10 Free Resources for Data Science - dummies

10 Free Resources for Data Science

By Lillian Pierson

One excellent thing about data science is that you don’t need to spend a lot of money on software applications and source data in order to start reaping its benefits. You can simply start with your own data and begin using open source applications or programming languages in order to begin deriving valuable insights.

Even contextual data can be gathered for free from open data sources. It’s likely that you’ll get better, more exact results (with less effort) if you have money to spend on expensive tools and exact-targeted data sources, but this is not an absolute requirement by any means.

Many of the resources presented here are made available as part of the donating organization’s contribution to the open movement — a movement that advocates the free exchange of intellectual property in the areas of art, education, software, data, and technology, among others. Three major components of the open movement are open data, open source, and open knowledge.

Open data initiatives are based on the premise that data should be made freely, and openly available to the general public for use, reuse, and republishing. Open data might be issued under some sort of open licensing requirement, but it’s generally free of copyright and patent restrictions.

The open source software movement started in the late 1970’s and is based on the premise that software users should be able to freely share software. The open source movement also advocates that developers should be permitted to build derivative open-source or proprietary works upon it.

Lastly, the open knowledge movement has positioned itself on top of other open movements and sets forth the idea that knowledge in all forms should be made freely and openly available to the general public. The open knowledge movement also advocates that people should be free to use, reuse, share, and republish that knowledge.

Access open data through Open Knowledge

The largest proponent of the open knowledge movement is the non-profit organization, Open Knowledge. This organization defines open knowledge as the useful, meaningful, and valuable insights derived from open data sources. The Open Knowledge website is a terrific source for meeting and collaborating with open data and data science enthusiasts.

Find free data at World Bank Open Data

World Bank Open Data is an incredibly robust source of data and demographics on developing nations. Topics include health, infrastructure, poverty, trade, urban development, agriculture and rural development, and the environment, among many others. Data on the World Bank’s indicator metrics are also made publicly available. Those are a great basis on which to do a comparative analysis between developing nations.

Source free spatial data from OpenStreetMap

OpenStreetMap (OSM) is an excellent source of free, open geographic data that you can use for analyzing data in Geographic Information Systems (GIS) or for developing location-aware web applications. At the OSM Export page you can download the entire (massive) database of OSM spatial data. (To download data extracts from only the continents, countries, and cities you want, be sure to use the Geofabrik Downloads option; you can also use OSM’s Metro Extracts feature to download metropolitan data on the world’s largest cities.)
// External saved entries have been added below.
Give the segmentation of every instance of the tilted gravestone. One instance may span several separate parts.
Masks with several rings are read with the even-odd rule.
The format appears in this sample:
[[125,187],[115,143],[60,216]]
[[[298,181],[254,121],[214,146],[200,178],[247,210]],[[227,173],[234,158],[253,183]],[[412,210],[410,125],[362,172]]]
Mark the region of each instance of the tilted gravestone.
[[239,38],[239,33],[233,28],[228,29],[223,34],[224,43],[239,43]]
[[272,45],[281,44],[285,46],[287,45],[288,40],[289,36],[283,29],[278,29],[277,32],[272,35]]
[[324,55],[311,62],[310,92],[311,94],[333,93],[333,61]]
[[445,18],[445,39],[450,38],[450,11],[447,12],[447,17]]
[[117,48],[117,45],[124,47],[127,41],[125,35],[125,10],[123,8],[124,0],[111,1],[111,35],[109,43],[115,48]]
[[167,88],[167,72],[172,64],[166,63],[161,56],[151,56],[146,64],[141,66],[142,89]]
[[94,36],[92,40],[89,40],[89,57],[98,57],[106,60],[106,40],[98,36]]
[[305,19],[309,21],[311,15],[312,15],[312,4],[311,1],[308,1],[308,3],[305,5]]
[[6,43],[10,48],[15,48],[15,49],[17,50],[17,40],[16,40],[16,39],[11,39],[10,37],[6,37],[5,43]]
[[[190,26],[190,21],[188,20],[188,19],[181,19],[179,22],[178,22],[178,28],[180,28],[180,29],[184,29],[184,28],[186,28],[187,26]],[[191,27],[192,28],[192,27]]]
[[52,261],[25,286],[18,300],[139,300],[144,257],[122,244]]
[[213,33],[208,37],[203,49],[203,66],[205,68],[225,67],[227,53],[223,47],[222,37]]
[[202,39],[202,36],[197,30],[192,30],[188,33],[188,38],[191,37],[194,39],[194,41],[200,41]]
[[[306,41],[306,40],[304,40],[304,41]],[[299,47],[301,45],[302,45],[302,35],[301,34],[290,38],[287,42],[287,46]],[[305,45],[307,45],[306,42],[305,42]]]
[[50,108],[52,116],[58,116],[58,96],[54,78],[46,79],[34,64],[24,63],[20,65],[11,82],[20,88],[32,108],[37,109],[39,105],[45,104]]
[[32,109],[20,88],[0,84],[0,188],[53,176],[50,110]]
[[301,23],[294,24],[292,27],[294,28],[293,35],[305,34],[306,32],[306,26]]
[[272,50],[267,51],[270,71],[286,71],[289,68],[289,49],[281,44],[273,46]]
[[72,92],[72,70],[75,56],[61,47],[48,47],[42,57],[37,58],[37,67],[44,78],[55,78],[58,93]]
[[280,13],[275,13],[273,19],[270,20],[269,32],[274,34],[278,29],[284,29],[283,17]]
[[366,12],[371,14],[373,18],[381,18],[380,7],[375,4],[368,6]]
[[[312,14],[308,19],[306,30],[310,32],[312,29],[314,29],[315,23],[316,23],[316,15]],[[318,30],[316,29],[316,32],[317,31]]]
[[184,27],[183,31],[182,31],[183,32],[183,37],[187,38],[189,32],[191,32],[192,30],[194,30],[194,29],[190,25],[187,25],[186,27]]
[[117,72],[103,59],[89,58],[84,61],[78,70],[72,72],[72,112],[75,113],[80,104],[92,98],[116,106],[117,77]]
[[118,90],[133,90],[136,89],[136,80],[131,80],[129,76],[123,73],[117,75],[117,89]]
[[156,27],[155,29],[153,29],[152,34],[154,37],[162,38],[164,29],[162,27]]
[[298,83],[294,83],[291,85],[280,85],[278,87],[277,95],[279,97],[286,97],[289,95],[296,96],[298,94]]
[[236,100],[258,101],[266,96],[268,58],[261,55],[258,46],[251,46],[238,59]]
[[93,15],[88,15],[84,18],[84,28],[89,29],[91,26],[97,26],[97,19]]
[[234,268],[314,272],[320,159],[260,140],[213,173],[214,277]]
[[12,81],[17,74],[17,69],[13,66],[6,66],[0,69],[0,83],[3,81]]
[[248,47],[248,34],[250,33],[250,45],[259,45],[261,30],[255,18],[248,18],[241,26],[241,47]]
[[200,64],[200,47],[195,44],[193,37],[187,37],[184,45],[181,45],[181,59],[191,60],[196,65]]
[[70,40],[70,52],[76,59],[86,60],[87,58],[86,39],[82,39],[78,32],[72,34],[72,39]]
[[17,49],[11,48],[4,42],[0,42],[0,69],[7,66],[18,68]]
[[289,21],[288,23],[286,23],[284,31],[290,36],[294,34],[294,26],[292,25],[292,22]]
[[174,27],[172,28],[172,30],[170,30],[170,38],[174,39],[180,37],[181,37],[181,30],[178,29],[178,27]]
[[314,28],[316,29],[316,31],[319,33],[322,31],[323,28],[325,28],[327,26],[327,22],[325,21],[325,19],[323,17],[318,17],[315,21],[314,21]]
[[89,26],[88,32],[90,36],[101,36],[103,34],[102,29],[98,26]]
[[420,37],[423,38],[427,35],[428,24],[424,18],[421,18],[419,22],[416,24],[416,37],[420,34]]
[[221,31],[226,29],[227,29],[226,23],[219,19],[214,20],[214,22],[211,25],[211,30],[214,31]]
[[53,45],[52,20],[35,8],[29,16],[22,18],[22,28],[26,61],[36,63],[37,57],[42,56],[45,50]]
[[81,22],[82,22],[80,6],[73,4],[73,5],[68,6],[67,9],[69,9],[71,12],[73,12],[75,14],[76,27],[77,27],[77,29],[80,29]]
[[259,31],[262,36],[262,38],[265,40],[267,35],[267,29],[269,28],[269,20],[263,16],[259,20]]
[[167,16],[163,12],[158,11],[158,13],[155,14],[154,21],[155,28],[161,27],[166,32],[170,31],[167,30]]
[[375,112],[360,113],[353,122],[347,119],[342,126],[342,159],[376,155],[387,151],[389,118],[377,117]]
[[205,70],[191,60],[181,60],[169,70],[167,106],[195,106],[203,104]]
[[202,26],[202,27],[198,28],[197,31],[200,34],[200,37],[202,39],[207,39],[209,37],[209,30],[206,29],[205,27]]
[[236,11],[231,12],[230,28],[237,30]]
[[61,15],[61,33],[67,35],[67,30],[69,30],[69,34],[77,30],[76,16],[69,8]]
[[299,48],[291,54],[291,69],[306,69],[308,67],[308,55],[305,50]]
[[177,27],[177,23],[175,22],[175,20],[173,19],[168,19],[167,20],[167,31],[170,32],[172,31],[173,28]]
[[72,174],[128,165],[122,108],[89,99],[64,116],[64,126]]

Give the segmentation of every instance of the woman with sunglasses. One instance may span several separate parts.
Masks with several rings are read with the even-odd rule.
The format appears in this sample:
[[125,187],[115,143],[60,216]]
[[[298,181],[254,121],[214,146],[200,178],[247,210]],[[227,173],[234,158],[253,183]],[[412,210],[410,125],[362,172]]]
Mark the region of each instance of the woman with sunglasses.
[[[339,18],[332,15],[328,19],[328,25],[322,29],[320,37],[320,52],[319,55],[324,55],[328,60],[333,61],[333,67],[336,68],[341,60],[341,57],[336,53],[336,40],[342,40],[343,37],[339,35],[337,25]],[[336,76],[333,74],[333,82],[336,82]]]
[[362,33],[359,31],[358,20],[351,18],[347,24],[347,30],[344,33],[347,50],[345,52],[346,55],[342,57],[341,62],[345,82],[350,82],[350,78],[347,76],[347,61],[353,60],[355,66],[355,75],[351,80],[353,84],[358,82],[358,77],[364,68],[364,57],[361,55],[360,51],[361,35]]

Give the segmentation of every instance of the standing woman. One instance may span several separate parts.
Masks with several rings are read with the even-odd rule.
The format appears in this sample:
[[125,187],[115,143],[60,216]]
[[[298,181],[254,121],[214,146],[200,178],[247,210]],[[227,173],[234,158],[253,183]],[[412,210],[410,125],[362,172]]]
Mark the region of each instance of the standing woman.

Gather free government data from Data.gov

Data.gov is a tremendous source if you’re looking for free data on business, environment, public health, and research and development (R&D) in the USA. Data.gov is awesome because, in addition to standard tabular datasets, it also offers spatial data sources that you can download and use for analysis in GIS.

Compute with languages born of the open source movement

Data science friendly programming languages, like R and Python are open source and free to use for analysis or application development. Both languages are ideal for data analysis and visualization. R has the advantage of offering more sophisticated statistical and data visualization capabilities, while Python’s advantage is that it is far easier to learn than R.

Analyze data for free with the Data Applied application

If you don’t want to use code to write custom routines for your analysis, then you could opt to use a free web-based application instead. Data Applied offers robust functionality for creating pivot tables, tree maps, and predictive forecasts. It’s also got features that you can use for correlation, outlier, and association analysis.

Make maps with Geocommons

Geocommons is a free web-based mapping application. Its most salient feature is its integration of related charts and Google Earth functionality. With Geocommons, you can upload data and automatically geocode your identifiers. You have the choice of visualizing data using a chloropleth (for which you can devise a number of automated or manual coloring schemes) or visualizing data using bubbles and markers (like flags and droplets that convey data by size or by color).

Geocommons also allows you to insert a simple line chart, bar chart, column chart, or scatter plot (generally not something that’s easy to do on a map) to show the relationship between two quantitative variables. Finally, Geocommons integrates marker or categorical area visualizations with Google Earth so that you can view your spatial data on a spherical, rotatable, zoom-able depiction of the planet. (Note that, in order to use this feature, you need to install the Google Earth plug-in.)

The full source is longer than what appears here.